What do you say when your client asks you about cryptocurrencies? In this short series of Global Business Voice (GBV) Business Alerts, we explore the unfolding phenomenon of cryptocurrencies, Bitcoin chief amongst them. We are aiming to demystify the topic and put things in layman’s terms. In this GBV we unpack Bitcoin mining and why being bad for the planet might burst the bubble.
Most people these days are familiar with the fact that a Bitcoin is an electronic token, with the supply limited and ownership determined by a blockchain algorithm. It is a decentralised system, and by its nature operates entirely outside any structure of supervision or financial regulation.
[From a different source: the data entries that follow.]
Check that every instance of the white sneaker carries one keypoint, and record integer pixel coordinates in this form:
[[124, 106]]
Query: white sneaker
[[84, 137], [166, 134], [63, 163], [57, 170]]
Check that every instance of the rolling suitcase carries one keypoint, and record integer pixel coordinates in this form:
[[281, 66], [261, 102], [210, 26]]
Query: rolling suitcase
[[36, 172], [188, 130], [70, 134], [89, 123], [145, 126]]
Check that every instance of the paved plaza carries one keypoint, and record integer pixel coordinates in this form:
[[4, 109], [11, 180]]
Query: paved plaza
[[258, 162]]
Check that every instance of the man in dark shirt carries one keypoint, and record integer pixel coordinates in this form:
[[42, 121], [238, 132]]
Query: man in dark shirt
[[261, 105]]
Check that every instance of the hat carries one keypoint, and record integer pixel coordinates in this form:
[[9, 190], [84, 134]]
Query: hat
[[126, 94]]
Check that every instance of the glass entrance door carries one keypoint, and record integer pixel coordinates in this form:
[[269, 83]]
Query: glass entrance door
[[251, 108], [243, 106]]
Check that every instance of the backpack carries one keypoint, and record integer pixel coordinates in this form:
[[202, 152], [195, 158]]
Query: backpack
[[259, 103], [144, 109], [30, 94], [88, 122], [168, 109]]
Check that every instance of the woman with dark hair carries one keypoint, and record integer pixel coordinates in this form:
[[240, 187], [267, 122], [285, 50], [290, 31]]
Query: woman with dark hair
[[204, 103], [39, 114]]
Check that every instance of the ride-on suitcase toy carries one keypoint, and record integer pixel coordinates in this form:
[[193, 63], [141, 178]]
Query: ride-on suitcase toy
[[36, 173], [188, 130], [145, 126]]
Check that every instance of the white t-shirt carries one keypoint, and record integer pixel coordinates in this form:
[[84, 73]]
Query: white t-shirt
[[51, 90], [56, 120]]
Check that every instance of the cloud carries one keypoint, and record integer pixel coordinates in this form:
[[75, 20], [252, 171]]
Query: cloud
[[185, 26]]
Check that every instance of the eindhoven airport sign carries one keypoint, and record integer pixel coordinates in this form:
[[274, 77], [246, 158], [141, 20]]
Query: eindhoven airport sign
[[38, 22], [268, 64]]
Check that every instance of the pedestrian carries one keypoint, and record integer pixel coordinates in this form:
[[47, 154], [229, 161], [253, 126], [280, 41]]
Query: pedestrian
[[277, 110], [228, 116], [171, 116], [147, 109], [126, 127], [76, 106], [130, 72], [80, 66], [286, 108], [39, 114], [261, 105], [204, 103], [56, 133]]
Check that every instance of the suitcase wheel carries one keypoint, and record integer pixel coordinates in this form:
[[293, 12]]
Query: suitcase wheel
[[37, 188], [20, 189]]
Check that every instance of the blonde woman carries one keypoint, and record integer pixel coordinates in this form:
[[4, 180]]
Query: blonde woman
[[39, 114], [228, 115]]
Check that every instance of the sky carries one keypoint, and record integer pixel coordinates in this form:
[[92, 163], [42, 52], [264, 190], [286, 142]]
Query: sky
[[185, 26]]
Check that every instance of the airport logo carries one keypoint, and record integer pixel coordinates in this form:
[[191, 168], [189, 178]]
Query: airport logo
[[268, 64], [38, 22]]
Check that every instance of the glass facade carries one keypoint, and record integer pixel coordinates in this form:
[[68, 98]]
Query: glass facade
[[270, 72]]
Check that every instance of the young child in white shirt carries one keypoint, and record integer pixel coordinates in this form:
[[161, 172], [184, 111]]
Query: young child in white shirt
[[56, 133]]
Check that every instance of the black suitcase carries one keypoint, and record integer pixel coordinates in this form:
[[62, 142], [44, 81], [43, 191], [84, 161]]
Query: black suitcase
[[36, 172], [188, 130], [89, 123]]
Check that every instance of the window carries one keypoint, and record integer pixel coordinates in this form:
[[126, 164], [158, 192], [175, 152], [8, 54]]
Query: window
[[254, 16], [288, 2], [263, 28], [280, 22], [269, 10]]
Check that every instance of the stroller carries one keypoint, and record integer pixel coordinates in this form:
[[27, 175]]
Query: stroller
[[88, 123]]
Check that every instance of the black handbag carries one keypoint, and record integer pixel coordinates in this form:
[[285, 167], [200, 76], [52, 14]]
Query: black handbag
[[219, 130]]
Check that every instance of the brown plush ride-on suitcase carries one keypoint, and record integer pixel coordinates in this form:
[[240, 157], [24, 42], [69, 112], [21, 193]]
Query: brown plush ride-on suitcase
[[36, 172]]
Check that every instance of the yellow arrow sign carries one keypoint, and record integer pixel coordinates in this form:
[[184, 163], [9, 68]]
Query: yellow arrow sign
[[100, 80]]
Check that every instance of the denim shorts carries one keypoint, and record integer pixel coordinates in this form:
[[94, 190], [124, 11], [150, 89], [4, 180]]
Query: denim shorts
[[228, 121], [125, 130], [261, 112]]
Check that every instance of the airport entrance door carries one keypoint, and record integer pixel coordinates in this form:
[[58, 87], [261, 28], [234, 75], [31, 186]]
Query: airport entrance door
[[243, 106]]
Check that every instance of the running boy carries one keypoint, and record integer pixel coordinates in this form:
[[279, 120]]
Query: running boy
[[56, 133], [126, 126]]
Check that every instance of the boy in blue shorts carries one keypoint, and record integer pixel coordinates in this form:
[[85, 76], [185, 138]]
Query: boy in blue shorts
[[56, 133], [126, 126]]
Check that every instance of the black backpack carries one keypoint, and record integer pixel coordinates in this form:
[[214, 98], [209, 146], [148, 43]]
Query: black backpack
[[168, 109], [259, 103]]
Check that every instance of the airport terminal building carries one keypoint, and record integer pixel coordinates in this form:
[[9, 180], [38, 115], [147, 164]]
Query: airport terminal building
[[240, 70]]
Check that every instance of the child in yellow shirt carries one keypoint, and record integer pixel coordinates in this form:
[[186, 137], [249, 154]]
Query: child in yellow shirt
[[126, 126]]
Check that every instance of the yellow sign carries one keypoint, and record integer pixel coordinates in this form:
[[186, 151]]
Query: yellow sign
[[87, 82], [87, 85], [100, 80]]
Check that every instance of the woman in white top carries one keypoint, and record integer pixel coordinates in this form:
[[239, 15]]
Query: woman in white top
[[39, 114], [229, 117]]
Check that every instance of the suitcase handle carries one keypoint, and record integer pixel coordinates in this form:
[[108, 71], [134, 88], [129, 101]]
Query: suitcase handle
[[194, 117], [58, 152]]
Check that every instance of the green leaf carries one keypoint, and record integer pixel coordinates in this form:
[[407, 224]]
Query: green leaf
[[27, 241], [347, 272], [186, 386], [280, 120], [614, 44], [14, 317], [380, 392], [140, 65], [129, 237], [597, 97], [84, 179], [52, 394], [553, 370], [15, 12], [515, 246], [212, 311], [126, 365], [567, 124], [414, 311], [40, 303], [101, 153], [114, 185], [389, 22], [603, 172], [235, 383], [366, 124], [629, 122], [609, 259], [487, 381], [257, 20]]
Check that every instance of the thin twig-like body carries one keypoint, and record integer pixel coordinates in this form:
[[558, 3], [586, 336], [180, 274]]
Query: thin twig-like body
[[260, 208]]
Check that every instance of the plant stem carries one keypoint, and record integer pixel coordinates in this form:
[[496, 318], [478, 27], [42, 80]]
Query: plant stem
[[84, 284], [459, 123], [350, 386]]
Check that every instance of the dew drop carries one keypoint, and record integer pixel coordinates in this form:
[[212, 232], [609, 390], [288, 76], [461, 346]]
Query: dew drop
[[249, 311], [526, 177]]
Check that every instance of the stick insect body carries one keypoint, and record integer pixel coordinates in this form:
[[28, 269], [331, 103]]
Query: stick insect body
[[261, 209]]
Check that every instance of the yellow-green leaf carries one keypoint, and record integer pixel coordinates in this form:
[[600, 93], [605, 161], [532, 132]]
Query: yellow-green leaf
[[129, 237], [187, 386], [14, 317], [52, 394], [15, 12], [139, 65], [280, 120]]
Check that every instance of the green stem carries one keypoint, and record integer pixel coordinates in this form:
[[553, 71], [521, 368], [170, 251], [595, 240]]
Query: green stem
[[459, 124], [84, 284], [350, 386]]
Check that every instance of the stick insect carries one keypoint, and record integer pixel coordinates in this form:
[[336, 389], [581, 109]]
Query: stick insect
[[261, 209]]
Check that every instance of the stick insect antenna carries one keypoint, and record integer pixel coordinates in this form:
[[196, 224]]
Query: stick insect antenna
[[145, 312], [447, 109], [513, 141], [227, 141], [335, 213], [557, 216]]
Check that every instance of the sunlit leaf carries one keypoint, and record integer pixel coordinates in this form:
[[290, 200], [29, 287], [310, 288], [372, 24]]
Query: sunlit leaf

It is said to be practically untraceable and offer anonymity.
Unlike a conventional currency, Bitcoin has no backing of any central bank or pool of resources, labour or even intellectual property. The curious truth is that Bitcoin (or any other cryptocurrency) only has a value to the extent that a counterparty is prepared to accept it for value. That being said, apparently even Goldman Sachs and Morgan Stanley are moving certain clients into Bitcoin – it really seems to have gained an element of mainstream in recent months. But doubts still linger over an investment that has no physical manifestation or regulatory framework. And now, questions are being asked about the environmental cost of Bitcoin mining. Oh, and other cryptocurrencies are also available. Actually, there are many.